Insbesondere der Arbeitgeber hat vor Ausspruch einer Kündigung zu prüfen, ob im jeweiligen Einzelfall besondere Kündigungsvorschriften zu beachten sind, deren Verletzung zur Unwirksamkeit der Kündigung führt.

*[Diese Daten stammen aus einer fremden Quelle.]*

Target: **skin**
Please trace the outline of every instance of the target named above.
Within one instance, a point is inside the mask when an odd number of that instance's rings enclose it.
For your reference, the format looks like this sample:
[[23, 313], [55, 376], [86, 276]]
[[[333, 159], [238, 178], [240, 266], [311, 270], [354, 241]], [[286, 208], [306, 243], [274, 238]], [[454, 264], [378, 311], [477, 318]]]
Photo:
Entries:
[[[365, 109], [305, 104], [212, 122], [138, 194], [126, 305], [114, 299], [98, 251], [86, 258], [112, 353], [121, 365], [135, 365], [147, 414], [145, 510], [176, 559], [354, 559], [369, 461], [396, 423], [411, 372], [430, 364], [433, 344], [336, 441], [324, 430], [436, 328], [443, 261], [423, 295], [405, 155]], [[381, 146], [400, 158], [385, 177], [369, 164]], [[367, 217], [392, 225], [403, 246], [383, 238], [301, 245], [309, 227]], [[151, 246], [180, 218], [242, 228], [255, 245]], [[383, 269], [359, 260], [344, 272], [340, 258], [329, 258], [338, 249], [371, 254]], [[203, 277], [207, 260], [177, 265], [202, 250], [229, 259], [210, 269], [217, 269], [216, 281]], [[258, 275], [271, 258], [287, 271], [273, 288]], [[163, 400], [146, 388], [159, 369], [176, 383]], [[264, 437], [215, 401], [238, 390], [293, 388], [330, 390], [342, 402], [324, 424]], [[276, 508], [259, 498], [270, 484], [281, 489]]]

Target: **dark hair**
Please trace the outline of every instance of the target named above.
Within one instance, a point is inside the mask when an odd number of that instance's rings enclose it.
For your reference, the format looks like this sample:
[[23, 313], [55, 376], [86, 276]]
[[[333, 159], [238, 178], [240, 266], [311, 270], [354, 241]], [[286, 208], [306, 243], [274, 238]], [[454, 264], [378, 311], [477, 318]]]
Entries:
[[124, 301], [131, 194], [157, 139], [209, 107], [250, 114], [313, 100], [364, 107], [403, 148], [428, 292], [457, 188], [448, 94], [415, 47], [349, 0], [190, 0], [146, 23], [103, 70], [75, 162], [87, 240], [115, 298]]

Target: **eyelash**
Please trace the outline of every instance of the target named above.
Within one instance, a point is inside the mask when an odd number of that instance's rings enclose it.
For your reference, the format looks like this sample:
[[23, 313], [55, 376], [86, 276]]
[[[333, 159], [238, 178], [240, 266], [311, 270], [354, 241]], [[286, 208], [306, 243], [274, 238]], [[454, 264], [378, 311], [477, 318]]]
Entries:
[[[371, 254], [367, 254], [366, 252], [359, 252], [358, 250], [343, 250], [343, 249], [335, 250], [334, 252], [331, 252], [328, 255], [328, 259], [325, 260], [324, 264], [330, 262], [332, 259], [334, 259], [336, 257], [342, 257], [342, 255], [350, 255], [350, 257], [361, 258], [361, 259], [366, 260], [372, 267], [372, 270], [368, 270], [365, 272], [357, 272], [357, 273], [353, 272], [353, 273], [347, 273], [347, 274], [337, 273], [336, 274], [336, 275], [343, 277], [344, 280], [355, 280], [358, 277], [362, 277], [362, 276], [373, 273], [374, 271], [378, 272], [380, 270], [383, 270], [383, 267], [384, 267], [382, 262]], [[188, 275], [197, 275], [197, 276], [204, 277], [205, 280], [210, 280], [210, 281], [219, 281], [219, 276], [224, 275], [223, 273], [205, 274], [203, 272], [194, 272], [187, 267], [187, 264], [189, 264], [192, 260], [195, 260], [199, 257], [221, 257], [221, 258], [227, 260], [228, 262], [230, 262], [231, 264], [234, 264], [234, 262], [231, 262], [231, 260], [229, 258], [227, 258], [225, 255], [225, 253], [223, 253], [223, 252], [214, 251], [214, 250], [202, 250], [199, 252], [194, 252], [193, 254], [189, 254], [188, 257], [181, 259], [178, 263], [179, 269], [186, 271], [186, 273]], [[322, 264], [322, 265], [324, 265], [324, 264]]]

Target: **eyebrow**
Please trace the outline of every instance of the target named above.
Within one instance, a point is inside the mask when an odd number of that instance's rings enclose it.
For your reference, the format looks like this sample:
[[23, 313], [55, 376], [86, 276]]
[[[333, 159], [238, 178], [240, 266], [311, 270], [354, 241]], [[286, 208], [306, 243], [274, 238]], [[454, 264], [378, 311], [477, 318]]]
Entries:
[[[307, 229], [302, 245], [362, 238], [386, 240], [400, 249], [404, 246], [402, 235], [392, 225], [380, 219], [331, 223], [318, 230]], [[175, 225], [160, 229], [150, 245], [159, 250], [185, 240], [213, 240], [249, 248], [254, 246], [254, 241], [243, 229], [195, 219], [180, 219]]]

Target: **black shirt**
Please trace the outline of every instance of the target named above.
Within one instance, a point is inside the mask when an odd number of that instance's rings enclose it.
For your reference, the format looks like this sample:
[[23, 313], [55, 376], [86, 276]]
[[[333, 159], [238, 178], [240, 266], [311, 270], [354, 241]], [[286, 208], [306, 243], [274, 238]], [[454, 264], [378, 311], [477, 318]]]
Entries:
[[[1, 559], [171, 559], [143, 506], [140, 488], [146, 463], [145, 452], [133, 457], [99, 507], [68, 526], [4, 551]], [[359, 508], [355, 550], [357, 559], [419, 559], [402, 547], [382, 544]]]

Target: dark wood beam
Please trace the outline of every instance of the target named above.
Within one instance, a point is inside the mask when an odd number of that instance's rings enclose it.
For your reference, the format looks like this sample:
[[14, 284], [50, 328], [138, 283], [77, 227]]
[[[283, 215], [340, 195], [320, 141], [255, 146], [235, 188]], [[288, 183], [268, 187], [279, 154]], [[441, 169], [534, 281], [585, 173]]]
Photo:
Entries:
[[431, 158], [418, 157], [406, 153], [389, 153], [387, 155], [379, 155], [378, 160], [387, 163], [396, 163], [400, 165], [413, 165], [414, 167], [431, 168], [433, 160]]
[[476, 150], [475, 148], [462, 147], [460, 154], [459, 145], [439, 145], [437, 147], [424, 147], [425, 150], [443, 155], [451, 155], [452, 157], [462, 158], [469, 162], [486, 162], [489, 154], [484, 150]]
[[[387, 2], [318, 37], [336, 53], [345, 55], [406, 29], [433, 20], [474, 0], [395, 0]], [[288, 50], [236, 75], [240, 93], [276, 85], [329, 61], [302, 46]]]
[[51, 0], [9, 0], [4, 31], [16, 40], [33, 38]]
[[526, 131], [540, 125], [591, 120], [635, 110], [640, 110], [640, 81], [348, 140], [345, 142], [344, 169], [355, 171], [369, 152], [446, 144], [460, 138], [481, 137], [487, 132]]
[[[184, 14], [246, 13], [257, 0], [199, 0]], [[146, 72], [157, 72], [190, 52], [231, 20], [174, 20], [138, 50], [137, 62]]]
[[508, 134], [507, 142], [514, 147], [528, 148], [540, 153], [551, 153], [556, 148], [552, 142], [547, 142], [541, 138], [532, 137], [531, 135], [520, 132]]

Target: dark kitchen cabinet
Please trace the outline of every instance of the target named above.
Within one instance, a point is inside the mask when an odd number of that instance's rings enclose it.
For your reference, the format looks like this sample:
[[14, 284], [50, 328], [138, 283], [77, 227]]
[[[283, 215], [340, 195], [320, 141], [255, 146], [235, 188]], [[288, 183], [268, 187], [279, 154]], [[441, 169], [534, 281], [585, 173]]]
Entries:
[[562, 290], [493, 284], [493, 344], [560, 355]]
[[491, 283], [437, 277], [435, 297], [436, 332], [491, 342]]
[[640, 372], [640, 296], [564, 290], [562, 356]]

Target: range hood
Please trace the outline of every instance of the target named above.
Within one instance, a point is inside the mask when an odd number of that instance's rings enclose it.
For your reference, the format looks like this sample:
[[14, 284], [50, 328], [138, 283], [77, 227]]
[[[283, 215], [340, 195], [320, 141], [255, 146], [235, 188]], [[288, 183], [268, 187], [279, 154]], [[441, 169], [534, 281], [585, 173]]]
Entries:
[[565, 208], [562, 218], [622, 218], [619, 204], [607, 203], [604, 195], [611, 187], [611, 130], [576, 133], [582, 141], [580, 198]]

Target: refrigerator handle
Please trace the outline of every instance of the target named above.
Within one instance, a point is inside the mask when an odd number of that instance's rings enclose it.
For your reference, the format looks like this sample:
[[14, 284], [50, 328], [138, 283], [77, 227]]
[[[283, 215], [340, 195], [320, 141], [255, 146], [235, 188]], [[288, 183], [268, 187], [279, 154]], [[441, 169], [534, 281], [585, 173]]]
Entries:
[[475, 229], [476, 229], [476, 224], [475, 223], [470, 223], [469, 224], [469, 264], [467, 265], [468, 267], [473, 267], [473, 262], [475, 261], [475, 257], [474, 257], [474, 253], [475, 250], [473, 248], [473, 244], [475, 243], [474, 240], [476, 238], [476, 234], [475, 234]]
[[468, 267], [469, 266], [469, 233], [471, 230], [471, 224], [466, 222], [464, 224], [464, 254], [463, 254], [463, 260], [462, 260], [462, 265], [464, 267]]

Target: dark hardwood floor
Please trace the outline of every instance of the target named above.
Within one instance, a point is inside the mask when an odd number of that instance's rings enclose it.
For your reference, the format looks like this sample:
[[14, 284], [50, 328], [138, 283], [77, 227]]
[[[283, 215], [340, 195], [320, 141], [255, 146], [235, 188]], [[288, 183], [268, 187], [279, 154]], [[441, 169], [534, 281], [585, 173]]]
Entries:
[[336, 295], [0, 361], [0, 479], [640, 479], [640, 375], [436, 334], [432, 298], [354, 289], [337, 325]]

1. Kündigungs- und Benachteiligungsverbote
Für besonders schützenswerte Arbeitnehmer und bei Vorliegen bestimmter Umstände bestehen Kündigungs- sowie Kündigungsschutz vermittelnde Benachteiligungsverbote.
Ein wichtiges statusbezogenes Kündigungsverbot ist in § 15 KSchG (s.a. § 29a HAG, § 96 SGB IX) geregelt, wonach betriebsverfassungsrechtlichen Funktionsträgern (v.a. Betriebsratsmitgliedern) nicht ordentlich gekündigt werden kann. Weitere statusbezogene Kündigungsverbote finden sich z.B. in §§ 58 Abs. 2, 58d BImSchG, § 4f Abs. 3 BDSG (Interne Immissionsschutz-, Störfall- und Datenschutzbeauftragte) oder in Tarifverträgen (z.B. § 34 Abs. 2 TVöD).
Hinweis:
Auch (zweck-)befristete bzw. auflösend bedingte Arbeitsverhältnisse können nur bei ausdrücklicher einzel- oder tarifvertraglicher Vereinbarung einer Kündigungsmöglichkeit ordentlich gekündigt werden, § 15 Abs. 3 TzBfG.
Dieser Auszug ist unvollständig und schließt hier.